I have used a couple of the milky way molds before with no problem.  These seem to want to stick.  grrrrr  And I will use a little "Pam" or something for the next batch.  I am hoping when the soap gets a little more firm they will pop out.


----------



## lsg (Apr 20, 2011)

PAM didn't work for me, the only thing that worked was petroleum jelly.


----------



## carebear (Apr 20, 2011)

LEAVE EM till they are hard - wait as long as you can.  Otherwise you risk messing up the design.

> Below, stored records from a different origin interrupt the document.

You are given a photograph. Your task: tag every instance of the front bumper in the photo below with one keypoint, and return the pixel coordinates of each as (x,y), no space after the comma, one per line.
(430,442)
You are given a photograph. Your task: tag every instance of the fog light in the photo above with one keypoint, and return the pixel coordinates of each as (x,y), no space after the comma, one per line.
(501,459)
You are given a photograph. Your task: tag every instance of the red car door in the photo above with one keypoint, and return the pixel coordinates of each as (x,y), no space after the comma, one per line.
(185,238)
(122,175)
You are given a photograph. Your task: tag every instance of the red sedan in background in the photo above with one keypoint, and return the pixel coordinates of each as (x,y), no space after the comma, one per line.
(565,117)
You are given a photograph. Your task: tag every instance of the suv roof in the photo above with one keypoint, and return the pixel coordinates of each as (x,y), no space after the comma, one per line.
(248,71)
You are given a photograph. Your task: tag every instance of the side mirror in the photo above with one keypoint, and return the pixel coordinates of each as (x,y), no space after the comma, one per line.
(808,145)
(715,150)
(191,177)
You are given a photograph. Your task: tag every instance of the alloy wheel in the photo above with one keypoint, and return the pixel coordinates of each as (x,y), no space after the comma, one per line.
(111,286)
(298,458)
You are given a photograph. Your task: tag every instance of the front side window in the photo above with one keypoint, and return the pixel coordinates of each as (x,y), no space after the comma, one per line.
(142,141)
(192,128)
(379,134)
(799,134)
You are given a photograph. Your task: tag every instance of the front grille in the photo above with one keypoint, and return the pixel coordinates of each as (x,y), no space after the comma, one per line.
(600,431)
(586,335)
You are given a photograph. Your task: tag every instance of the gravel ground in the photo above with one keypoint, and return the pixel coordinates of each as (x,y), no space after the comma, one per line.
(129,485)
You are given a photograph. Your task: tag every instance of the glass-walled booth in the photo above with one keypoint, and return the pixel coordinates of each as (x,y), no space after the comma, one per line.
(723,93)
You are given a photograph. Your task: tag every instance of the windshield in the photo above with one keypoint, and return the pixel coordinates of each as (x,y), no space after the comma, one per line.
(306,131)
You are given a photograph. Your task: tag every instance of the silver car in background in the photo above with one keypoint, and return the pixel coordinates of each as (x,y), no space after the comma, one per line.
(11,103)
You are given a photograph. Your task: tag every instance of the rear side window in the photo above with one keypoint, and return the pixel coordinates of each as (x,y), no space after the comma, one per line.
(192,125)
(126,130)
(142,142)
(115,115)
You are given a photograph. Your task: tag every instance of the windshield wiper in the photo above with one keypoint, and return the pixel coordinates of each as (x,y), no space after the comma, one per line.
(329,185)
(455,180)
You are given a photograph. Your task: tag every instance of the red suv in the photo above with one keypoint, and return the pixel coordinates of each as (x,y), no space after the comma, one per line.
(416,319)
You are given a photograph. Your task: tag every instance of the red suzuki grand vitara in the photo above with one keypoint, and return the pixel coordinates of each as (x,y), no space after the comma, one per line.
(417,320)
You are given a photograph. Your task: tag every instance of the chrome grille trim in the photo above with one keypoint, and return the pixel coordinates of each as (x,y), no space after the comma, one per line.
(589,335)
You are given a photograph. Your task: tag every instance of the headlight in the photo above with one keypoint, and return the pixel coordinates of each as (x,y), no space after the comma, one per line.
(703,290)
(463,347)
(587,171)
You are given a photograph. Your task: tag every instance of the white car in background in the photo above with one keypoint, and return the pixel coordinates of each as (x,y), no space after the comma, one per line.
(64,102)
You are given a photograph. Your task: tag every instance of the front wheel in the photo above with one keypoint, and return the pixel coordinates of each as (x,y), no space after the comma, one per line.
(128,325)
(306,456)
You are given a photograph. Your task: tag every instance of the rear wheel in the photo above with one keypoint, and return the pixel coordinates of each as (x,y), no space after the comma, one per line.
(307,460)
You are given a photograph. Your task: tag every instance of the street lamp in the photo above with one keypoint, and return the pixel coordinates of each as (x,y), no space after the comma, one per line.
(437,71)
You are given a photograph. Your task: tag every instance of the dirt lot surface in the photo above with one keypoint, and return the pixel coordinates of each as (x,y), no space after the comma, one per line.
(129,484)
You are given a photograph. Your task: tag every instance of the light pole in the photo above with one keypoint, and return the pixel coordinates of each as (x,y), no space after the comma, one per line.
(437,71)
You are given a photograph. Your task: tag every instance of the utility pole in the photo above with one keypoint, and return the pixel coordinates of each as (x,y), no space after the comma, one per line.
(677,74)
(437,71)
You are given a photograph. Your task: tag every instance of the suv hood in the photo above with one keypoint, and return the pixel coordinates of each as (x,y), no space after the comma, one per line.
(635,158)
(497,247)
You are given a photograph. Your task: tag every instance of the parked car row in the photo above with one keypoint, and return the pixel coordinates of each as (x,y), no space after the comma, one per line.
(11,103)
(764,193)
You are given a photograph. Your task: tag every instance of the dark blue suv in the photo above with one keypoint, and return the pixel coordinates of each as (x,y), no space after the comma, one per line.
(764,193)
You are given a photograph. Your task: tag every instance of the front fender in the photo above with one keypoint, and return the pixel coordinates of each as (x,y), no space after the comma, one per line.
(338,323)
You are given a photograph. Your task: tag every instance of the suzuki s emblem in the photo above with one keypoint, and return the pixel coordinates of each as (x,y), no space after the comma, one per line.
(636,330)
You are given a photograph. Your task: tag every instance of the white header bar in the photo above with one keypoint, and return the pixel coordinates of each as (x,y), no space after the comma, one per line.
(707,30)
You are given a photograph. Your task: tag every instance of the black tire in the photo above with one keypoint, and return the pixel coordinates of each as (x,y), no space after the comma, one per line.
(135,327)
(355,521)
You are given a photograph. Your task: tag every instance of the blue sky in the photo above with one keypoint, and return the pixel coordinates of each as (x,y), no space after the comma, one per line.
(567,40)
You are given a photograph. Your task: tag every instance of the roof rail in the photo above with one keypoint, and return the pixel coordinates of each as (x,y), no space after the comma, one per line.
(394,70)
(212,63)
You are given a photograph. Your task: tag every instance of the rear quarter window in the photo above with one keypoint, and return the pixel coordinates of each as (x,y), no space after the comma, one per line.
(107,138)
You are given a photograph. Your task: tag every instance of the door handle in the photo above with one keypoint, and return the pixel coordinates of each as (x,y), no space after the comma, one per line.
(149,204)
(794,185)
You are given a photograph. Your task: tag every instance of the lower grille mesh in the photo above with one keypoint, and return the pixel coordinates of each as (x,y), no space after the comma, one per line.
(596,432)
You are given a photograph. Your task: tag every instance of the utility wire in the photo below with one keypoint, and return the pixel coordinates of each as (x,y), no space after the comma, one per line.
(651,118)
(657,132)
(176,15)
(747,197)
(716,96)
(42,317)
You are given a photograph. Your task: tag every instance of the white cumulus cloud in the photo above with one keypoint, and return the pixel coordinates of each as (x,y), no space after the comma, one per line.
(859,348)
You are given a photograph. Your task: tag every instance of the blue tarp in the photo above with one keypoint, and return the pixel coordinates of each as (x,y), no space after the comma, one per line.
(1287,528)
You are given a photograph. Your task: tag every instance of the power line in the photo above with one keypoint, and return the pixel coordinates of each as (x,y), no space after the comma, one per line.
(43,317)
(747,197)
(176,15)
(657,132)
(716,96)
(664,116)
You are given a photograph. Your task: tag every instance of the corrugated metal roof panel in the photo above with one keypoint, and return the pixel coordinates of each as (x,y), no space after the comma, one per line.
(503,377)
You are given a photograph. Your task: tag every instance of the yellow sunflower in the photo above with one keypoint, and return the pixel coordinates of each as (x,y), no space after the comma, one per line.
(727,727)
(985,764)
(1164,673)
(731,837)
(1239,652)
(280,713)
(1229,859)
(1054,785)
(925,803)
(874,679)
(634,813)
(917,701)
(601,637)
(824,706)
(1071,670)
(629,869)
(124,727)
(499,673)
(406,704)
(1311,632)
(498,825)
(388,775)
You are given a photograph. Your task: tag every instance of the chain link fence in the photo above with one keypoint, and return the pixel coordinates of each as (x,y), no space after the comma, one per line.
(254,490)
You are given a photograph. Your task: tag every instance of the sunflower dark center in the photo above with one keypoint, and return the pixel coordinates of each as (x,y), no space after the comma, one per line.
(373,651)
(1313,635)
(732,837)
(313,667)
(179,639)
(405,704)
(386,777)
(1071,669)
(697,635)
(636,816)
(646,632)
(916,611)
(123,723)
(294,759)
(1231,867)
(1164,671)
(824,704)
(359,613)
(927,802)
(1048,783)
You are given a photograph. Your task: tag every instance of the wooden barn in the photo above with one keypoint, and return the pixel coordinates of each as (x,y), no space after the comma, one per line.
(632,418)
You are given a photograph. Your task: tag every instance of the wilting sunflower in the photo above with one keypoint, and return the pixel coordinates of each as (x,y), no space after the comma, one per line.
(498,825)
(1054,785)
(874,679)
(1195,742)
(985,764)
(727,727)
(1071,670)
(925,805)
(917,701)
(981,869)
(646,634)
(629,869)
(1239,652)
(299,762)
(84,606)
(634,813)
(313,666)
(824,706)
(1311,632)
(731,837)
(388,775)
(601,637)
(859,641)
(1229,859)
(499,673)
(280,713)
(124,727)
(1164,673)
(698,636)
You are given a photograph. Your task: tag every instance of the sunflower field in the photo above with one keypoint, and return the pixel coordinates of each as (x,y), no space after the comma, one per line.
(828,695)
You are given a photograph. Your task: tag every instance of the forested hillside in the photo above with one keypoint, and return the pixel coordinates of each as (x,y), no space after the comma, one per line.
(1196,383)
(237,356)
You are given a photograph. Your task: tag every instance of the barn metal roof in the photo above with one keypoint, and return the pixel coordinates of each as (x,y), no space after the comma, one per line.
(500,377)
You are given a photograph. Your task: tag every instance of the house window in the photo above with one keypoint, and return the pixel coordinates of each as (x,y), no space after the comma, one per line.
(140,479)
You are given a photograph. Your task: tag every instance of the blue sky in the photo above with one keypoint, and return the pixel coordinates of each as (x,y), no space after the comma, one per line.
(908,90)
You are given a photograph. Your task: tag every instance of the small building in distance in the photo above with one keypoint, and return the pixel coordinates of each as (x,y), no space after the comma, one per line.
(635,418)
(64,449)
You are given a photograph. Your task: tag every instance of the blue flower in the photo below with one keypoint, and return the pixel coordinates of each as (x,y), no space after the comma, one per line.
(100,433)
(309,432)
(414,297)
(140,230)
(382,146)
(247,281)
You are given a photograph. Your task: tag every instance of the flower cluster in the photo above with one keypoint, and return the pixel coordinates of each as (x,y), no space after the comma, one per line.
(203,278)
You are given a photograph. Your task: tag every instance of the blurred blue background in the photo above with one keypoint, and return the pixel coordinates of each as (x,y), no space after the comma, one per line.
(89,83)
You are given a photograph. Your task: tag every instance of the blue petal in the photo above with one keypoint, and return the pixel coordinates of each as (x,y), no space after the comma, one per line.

Next time, force gel with a heating pad or something like that - it'll speed things up.


----------



## reallyrita (Apr 20, 2011)

I have a few favorite MilkyWay Molds that I like to use for cp soap.  I don't gel them so the soap does tend to stay soft in the mold for awhile.  I just leave the molds on the cure rack until the soap feels really solid to the touch.I have tried several products to "grease" the molds with and hands down the best one for me is mineral oil.  I just bought the plain one from the drugstore.  I stick a finger in the bottle, oil up and spread it all over the inside of the mold.  I try to get it well into the design details. I do put the soap in the freezer or fridge to stop gel, then the cure rack....sometimes for as long as a week. When  you see the edges of the soap just start to pull away very slightly from the sides of the mold, you know it is ready to release.  Even pressure on the bottom on the mold usually does the trick. It helps if you do not superfat at a high percentage and if you discount the water a bit. I tried sodium lactate with these soaps, but I prefer not to use it.  I can get a clean design without it especially if I am not in a rush to unmold.  Sodium Lactate does help to make the soap harder but I have trouble not overdoing it so I just stopped using it.  My best results are with white soap.  With colored soap, the mineral oil can sometimes show up as a white film on the unmolded soap.  Alcohol spritz helps the bottom side, of course.


----------



## xyxoxy (Apr 20, 2011)

I don't use these often but when I do I find that I sometimes have to gently twist them like an ice cube tray (does anyone still use those?).
But yes you do need to be careful or you risk messing up the details.
The freezer/hot water also usually works.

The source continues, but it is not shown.